Keywords : Independce and Impartiality, Judges, Criminal Justice System

Abstrak

Lembaga pengadilan berfungsi memeriksa dan memutus terdakwa dalam perkara pidana melalui hakim yang diberi kewenangan atributif oleh undang-undang. Hakim dalam memutus memiliki otoritas kemandirian dan ketidakberpihakan oleh siapapun. Hakim dalam fungsi menegakkan hukum bertujuan tegaknya keadilan, terwujudnya kemanfaatan bagi semua pihak, serta adanya kepastian hukum. Dalam proses peradilan pidana secara prosedural dan faktual tidak berfungsi sendirian, proses mekanisme peradilan pidana dikerjakan oleh penegak hukum lain seperti penyidik, penuntut, pembina oleh pemasyarakatan dan advokat selaku pendamping pencari keadilan. Peradilan pidana Indonesia berpola secara terpadu dalam tujuan sama untuk memerangi kejahatan. Proses hukum yang adil menjadi harapan dan sasaran dalam penegakan hukum, terbebas dari mafia praktek peradilan, dengan ditunjang kemandirian, kebebasan dan kenetralan hakim dalam memutus. Menjadi masalah lembaga peradilan melalui hakimnya sudahkah berperan sesuai teori sistem peradilan yang benar dan ideal ? Serta adakah batas-batas kebebasan bagi hakim dalam mengambil putusan ? Secara

teoritik akan terjawab melalui penelitian normatif hukum lewat tulisan karya ilmiah ini, yang pada simpulan awal bahwa terkadang hakim dalam memutus cenderung subyektif dan mengabaikan prinsip-prinsip teori keilmuan sistem peradilan pidana, serta cenderung membawa misi kebebasan tanpa batas.

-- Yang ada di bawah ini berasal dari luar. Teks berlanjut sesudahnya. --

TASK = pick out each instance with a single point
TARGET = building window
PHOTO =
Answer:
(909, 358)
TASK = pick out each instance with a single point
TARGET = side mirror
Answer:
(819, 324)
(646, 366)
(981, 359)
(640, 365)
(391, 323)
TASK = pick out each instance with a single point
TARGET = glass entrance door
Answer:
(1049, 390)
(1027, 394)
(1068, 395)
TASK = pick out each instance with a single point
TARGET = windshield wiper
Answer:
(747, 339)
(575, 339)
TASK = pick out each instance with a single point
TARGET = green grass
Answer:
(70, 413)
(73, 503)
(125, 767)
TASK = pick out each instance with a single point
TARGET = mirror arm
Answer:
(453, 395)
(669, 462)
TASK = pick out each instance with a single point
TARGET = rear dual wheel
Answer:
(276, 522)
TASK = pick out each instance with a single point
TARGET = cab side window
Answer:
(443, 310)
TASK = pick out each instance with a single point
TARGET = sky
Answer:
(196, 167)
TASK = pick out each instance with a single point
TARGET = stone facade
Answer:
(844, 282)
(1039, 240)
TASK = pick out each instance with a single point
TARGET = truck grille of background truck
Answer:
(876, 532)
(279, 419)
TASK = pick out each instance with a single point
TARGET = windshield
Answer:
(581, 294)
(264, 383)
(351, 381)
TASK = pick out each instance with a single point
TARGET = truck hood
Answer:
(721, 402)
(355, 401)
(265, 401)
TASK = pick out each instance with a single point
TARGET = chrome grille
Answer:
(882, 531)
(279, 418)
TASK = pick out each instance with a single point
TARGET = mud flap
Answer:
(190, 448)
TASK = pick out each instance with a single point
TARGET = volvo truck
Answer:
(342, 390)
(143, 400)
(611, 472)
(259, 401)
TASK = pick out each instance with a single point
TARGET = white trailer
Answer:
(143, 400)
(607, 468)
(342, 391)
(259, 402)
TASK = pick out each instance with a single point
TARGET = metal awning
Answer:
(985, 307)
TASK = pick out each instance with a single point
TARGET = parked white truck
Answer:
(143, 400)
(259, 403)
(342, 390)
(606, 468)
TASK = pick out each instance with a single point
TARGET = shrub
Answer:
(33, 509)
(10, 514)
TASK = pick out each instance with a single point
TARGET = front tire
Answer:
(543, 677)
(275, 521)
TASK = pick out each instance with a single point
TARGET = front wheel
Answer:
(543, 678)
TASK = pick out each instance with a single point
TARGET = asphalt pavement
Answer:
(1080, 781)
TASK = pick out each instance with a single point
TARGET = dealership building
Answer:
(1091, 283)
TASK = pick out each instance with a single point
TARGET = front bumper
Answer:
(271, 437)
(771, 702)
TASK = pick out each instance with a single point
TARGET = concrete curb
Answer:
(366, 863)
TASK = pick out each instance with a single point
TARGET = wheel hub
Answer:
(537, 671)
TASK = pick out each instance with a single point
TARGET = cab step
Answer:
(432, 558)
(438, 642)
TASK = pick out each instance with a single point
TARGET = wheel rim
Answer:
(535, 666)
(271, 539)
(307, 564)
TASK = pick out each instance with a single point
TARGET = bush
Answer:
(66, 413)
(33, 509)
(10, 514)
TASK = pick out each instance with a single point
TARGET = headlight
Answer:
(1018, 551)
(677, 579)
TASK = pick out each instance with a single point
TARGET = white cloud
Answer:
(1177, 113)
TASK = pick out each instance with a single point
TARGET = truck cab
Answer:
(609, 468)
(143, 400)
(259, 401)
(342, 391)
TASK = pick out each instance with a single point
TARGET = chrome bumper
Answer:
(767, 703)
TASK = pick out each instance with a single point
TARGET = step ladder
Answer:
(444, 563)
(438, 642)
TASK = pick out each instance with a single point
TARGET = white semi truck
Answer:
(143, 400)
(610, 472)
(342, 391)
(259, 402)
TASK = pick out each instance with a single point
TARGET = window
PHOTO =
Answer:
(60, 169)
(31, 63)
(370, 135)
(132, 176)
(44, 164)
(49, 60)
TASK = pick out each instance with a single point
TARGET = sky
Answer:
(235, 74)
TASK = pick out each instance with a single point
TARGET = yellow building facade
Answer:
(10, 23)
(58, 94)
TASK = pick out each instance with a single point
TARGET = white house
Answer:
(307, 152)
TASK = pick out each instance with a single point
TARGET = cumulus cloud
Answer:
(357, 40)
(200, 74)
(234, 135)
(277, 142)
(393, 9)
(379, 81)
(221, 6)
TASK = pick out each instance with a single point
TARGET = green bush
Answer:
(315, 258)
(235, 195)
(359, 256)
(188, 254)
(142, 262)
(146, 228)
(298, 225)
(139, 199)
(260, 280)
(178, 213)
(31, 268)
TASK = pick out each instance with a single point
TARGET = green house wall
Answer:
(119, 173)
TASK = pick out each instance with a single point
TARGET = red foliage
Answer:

Kata Kunci : Independensi dan Impartiabilitas, Hakim, Vonis

I. PENDAHULUAN 1.1. Latar Belakang

Sudah menjadi anggapan umum bagi orang awam hukum bahwa benteng terakhir diperolehnya keadilan oleh para pencari keadiian (justisiabel) adalah terletak di ruang sidang pengadilan, melalui tangan-tangan hakim dengan ketokan palunya yang ampuh guna menentukan nasib seorang terdakwa, apakah akan diputus bebas (vrinjspraak), lepas (ontslaag) ataukah dipidana (veroordeling)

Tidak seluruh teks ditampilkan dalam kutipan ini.